Ma Pettengill busied herself with a final cigarette and remarked that she never knew when to stop talking. Some parties did, but not her; and she having to be up and on the way to Horsefly Mountain by six-thirty in the A.M.! Her last apology was for a longing she had not been able to conquer: She couldn’t help a debased wish to know how that last fight would of come out.
“Of course it ain’t nice to want men to act like the brutes,” said the lady. “Still, I can’t help wondering; not that I’m inquisitive, but just out of curiosity.”
ONE ARROWHEAD DAY
It began with the wonted incitement to murder. A wooden staff projects some five feet above the topmost roof peak of the Arrowhead ranch house, and to this staff is affixed a bell of brazen malignity. At five-thirty each morning the cord controlling this engine of discord is jerked madly and forever by Lew Wee, our Chinese chef. It is believed by those compelled to obey the horrid summons that this is Lew Wee’s one moment of gladness in a spoiled life. The sound of the noon bell, the caressing call of the night bell—these he must know to be welcome. The morning clangour he must know to be a tragedy of foulest import. It is undeniably rung with a keener relish. There will be some effort at rhythm with the other bells, but that morning bell jangles in a broken frenzy of clangs, ruthlessly prolonged, devilish to the last insulting stroke. Surely one without malice could manage this waking bell more tactfully.
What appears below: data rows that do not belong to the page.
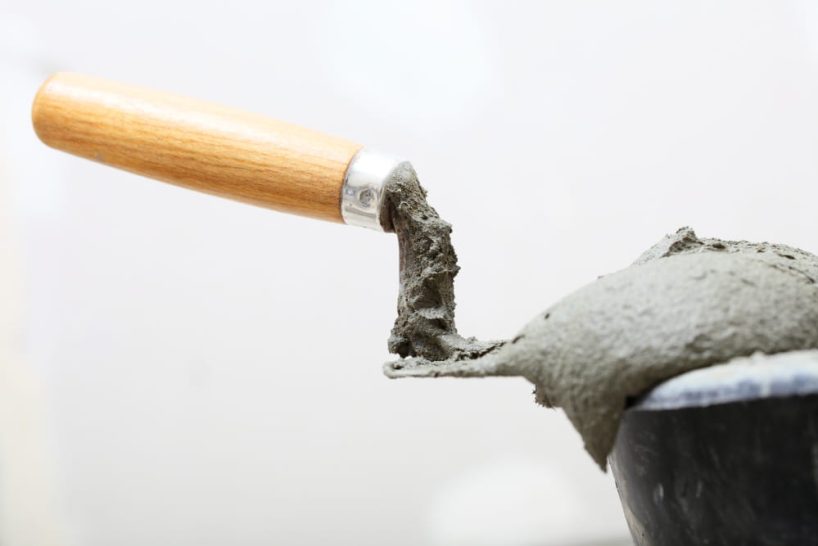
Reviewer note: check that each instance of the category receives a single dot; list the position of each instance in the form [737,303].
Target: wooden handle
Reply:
[195,144]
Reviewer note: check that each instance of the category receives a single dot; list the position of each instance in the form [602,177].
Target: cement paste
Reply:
[428,265]
[686,303]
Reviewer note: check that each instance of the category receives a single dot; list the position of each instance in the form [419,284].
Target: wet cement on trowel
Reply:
[684,304]
[425,325]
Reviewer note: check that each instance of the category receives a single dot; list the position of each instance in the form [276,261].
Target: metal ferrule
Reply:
[362,196]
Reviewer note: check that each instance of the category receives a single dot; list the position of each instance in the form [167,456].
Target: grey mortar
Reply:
[684,304]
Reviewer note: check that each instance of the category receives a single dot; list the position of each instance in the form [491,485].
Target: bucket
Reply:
[724,455]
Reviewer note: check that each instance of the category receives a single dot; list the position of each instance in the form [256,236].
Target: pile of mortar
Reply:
[684,304]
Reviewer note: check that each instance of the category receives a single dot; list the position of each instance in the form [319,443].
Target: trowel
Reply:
[699,456]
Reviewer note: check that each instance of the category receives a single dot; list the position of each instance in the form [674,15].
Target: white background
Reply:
[185,370]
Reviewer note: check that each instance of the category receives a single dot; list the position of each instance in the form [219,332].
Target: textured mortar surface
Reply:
[425,325]
[684,304]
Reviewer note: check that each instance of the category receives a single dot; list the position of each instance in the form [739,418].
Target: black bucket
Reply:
[726,455]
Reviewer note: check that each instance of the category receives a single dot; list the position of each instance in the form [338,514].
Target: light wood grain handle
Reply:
[195,144]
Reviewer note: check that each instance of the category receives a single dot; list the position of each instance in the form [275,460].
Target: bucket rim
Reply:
[756,377]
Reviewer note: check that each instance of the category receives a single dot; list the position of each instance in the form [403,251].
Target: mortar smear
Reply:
[685,303]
A reckless Chinaman, then, takes his life in his hands each morning at five-thirty. Something like a dozen men are alarmed from deep sleep to half-awakened incredulity, in which they believe the bell to be a dream bell and try to dream on of something noiseless. Ten seconds later these startled men have become demons, with their nice warm feet on the icy floor of the bunk-house, and with prayers of simple fervour that the so-and-so Chink may be struck dead while his hand is still on the rope. This prayer is never answered; so something like a dozen men dress hurriedly and reach the Arrowhead kitchen hurriedly, meaning to perform instantly there a gracious deed which Providence has thus far unaccountably left undone.
That the Arrowhead annals are, as yet, unspiced with a crime of violence is due, I consider, to Lew Wee’s superb control of his facial muscles. His expression when he maniacally yanks the bell cord is believed by his victims to be one of hellish glee; so they eagerly seek each morning for one little remaining trace of this. The tiniest hint would suffice. But they encounter only a rather sad-faced, middle-aged Chinaman, with immovable eyes and a strained devotion to delicate tasks, of whom it is impossible to believe that ever a ray of joy gladdened his life.